HLSL Working Group

[0021] - Allowing multiple address spaces for the `this` pointer

StatusDesign In Progress
Authors

Introduction

HLSL uses copy-in/copy-out semantics for parameter passing. This requires that the pointer passed to the callee points to the default address space and directly to a variable. This simplifies code generation for the callee, as there is only one address space for the parameter. It also ensures that the SPIR-V restriction that pointer operands must be memory object declarations is true.

However, this is not the case for the ’this’ pointer on member functions. The HLSL specification states that the ’this’ pointer is a reference to the object, which means that it could be a pointer to any address space and could point to an object that is a member of another object.

Motivation

HLSL allows member functions. In HLSL, the this pointer is a reference to the object on which it was called. From the user perspective, the same function is called regardless of the address space of the object on which it is called. The user does not have to write a version of the function for each address space.

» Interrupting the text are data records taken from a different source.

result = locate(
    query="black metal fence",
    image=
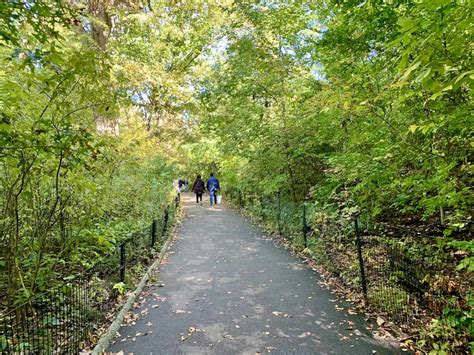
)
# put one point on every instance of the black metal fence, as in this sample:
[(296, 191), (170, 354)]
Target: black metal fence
[(386, 270), (64, 319)]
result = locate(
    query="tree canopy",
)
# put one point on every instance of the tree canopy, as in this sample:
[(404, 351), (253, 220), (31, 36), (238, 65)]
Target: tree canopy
[(360, 107)]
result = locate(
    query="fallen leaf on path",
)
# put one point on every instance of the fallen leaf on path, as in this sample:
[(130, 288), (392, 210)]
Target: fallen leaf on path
[(304, 335)]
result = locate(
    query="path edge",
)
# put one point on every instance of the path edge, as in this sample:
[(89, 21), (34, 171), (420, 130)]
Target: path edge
[(107, 338)]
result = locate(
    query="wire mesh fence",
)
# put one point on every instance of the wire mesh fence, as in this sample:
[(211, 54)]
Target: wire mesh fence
[(388, 271), (63, 319)]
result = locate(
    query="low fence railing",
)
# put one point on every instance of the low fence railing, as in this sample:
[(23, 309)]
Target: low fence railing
[(65, 318), (378, 266)]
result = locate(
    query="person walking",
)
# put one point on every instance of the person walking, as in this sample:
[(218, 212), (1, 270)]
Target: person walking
[(198, 189), (213, 186)]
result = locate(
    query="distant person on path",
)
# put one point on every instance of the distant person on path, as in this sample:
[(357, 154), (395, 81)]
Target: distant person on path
[(213, 187), (198, 189)]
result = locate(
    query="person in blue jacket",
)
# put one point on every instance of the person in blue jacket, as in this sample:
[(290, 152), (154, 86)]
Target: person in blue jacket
[(213, 186)]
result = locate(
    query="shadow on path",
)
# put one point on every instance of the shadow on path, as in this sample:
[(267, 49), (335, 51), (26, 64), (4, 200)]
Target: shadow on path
[(227, 289)]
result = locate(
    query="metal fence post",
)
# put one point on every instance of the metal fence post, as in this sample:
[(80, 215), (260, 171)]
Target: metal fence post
[(305, 226), (165, 222), (279, 212), (122, 262), (361, 259), (153, 233)]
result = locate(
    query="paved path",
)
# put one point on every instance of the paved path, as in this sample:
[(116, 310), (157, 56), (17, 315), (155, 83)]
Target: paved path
[(227, 289)]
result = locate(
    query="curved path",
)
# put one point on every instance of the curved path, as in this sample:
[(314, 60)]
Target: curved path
[(227, 289)]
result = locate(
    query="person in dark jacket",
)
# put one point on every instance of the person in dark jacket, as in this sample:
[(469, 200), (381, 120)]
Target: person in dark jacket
[(198, 189), (213, 187)]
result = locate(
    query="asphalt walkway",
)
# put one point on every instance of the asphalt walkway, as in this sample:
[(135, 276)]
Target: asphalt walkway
[(226, 288)]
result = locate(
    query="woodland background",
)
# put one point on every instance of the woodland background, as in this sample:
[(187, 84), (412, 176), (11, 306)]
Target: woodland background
[(359, 108)]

This is implemented in DXC, and the same behavior must be implemented in Clang. So far, this has not been a problem because no address space other than the default address space has been used until recently. This problem will be exposed when the hlsl_device and hlsl_constant address spaces are used.

Consider this example:

struct S {
  int a;
  int add(int v) { return a+v; }
};

cbuffer B : register(b1) {
  S s;
};

RWBuffer<int> o : register(u0);

[numthreads(1,1,1)]
void main()
{
  o[0] = s.add(3);
}

Once https://github.com/llvm/llvm-project/pull/124886, lands, this example fails with the error:

t.hlsl:15:10: error: cannot initialize object parameter of type 'S' with an expression of type 'hlsl_constant S'
   15 |   o[0] = s.add(3);

Proposed solution

All HLSL address spaces will be made a subspace of a new hlsl_generic address space. The `this` pointer will point to data within this address space. This allows an address space cast to be inserted on the actual parameter by Clang and the member function to be called.

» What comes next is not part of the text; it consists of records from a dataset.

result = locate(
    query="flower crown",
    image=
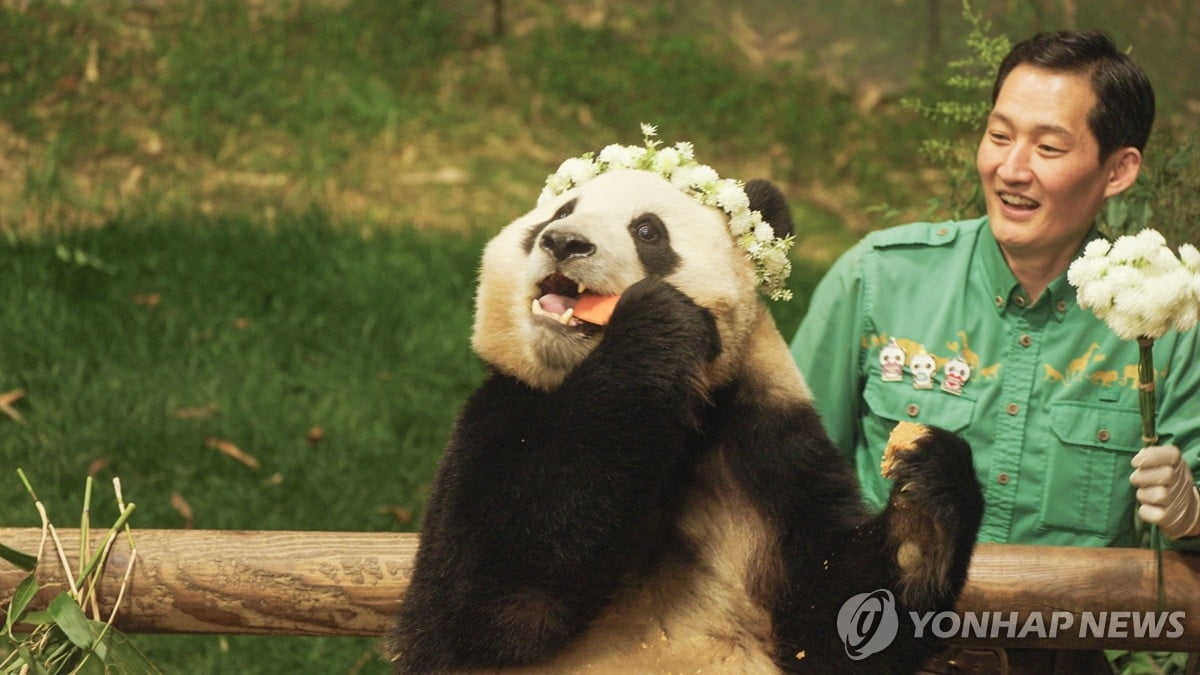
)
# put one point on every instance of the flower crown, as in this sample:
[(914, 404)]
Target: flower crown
[(700, 181)]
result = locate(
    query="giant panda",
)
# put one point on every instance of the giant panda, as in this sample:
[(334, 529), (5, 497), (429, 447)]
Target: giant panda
[(657, 494)]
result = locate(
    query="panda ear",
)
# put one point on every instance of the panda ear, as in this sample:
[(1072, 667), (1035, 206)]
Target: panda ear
[(768, 201)]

These address space casts cause issues for SPIR-V because SPIR-V’s Generic storage class is not allowed by the Vulkan environment for SPIR-V, and a pointer cannot be cast from one storage class to another. The address space casts will be removed through optimizations and a fix-up pass.

All calls to member functions will be inlined, even if the function is marked as noinline. Once inlined, a pass that will propagate the address space before the cast to all uses of the address space cast can be run.

This solution has been used before. It is essentially the same solution used in DXC to generate SPIR-V code. The fix-up pass would be similar to the FixStorageClass pass. This solution should work for SPIR-V. C++ for OpenCL uses a generic address space in the same way. The OpenCL environment for SPIR-V allows address space casts to generic, so no fix-up pass is required.

The disadvantage of this solution is that some error checking is not possible until after optimizations have been run. For example, the compiler will not be able to check that the pointer for the InterlockedAdd is valid until after inlining. See

struct S
{
    int a;
    int atomicAdd() {
        int o;
        InterlockedAdd(a, 1, o);
        return o;
    }
};

RWBuffer<float> b;

[numthreads(1, 1, 1)]
void computeMain()
{
    S str;
    int a = str.atomicAdd();
    b[0] = a;
}

It is important to note that these problems will become increasingly complex if future versions of HLSL add references with explicit address spaces and functions that can be overloaded based on the address space. Should that occur, reevaluation of this solution may be necessary.

Alternatives considered

Make the this parameter implicitly inout

An alternative solution is to create a copy of the object on which the member function is being called, similar to the handling of other parameters. However, this approach necessitates special handling of the copy assignment operator to prevent an infinite recursion of temporary objects. The copying in and out at a call site are managed as if the assignment operator was employed; however, this is a function call with a “this” pointer, which requires the same treatment.

Furthermore, this solution introduces a discrepancy between the behavior and the specification, as well as potential inconsistencies with DXC. The aforementioned example with the atomic operation illustrates this issue. If a copy-in and copy-out operation is implemented for “str,” the accesses to “str” are no longer atomic.

Automatically replicate member functions for each address space

An additional potential solution is to duplicate the member function for each address space. This could be implemented in two ways. The first is to have multiple versions of the struct, one for each address space. This would be similar to adding an implicit template for the address space to the struct. The second is to have one struct type, but have multiple member functions. This is similar to having an implicit template on each member function for the address space.

Both of these options would have to be implemented during sema. The issue is that both of these solutions appear to be significantly different than anything currently done in sema. Although I believe it is possible, I am uncertain if we should invent a novel process.